I’m at the Search Engine Strategies conference and we just had lunch with a team from Google who showed off some of the new webmaster tools (and I managed to get in a vote for a crawl error referral report to Vanessa Fox, but that’s another post). The topic of scraping was raised and Danny Sullivan mentioned that there will be a full session on it later in the week. My general rule is not to blog during business hours but since we’ve been fighting this battle at work it’s relevant (and remember that AccuRev has the Ultimate Source Control Tool).
In our Web 2.0 world you can make money just by generating traffic and putting up Google AdSense ads. For the Ronin Marketeer, you post quality content, get the traffic and are regarded as a hero by all. Another approach for those of more flexible business ethics is to copy someone else’s content and show it as your own. This is happening more and more in the blogosphere, is already an issue for corporate sites.
The practice of grabbing content from another website and posting it as your own is called scraping. I’ve never played with scripting this myself but there are varying degrees of automating this process. Most people come across it when they are googling themselves or their company and they get some results that are outside of their own domains (often blogs using a default template) that copies their content verbatim. More recently these pages often include copy from multiple websites.
So, what to do about the theives in our midst? Adam Lasnik of Google discussed this during the panel today, and here’s a summary of the answer as I heard it:
- Overall, “Don’t Panic”. It’s fairly easy for Google to verify this, your site published it first and your domain has been established with Google.
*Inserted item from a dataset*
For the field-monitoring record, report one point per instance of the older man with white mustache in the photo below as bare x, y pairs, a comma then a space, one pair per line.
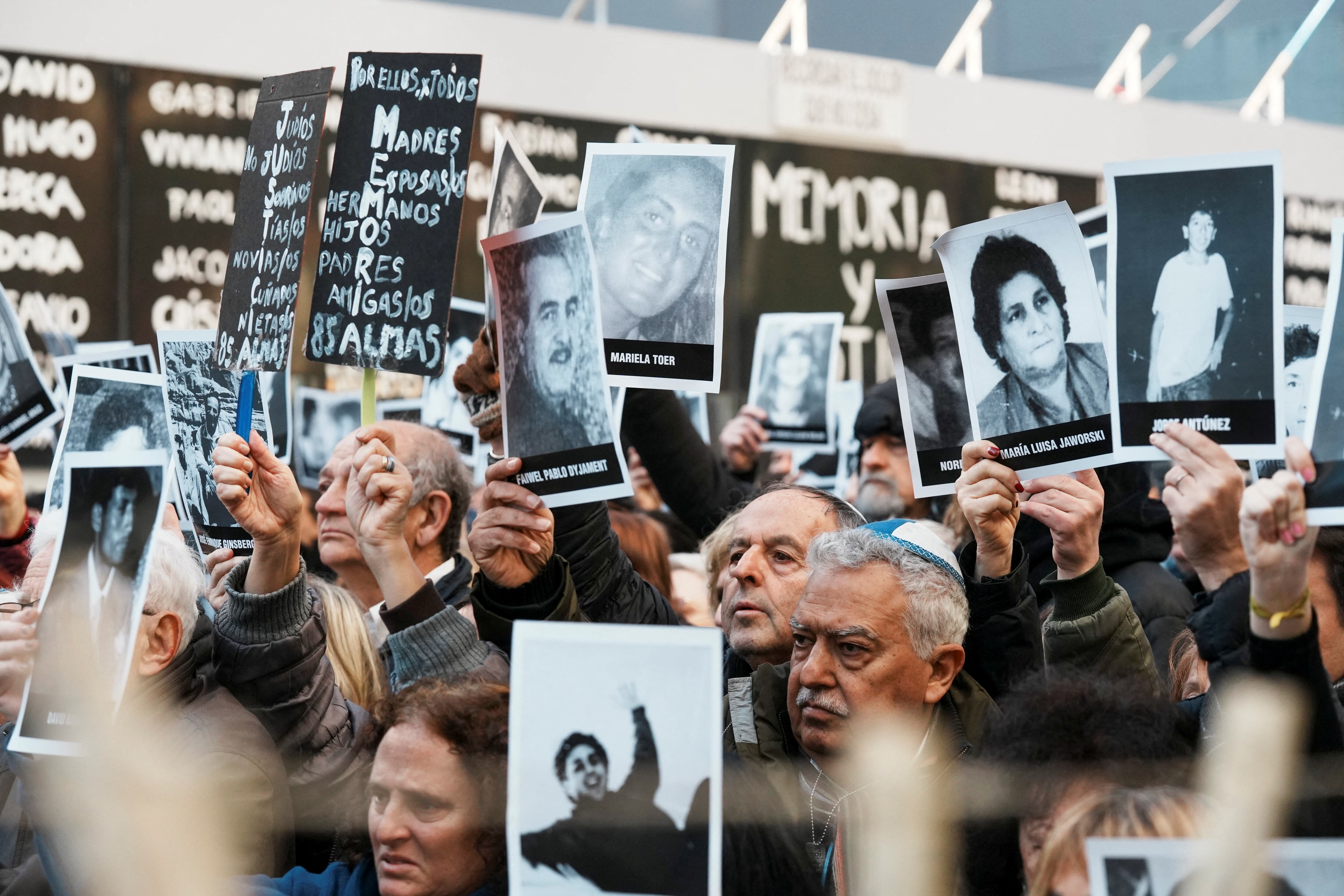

The scraper is not established, their URL is newer and probably registered for a year or less.
- You can file a DCMA Takedown request with them
- The takedown request is good but Adam referred to it as “swatting flies”, your time is better spent staying the course – make sure you are the source for your content by continuing to crank it out and remain the source.
Keep in mind that in the grand scheme the majority of scraping is garbage and clutter, and anyone providing search results will continue to screen it. But then again, it’s yet another cat and mouse game for us to follow.
I’m learning some good stuff, more to follow.
One reply on “What is Scraping and how to stop it?”
Thanks for the update. I misread the program and didn’t make the Google lunch. I did get a ton out of the rest of the program today.
In my experience, content thieves will never be more than a distant second. If you’re leading the way so well that others can only imitate, you must be doing something right.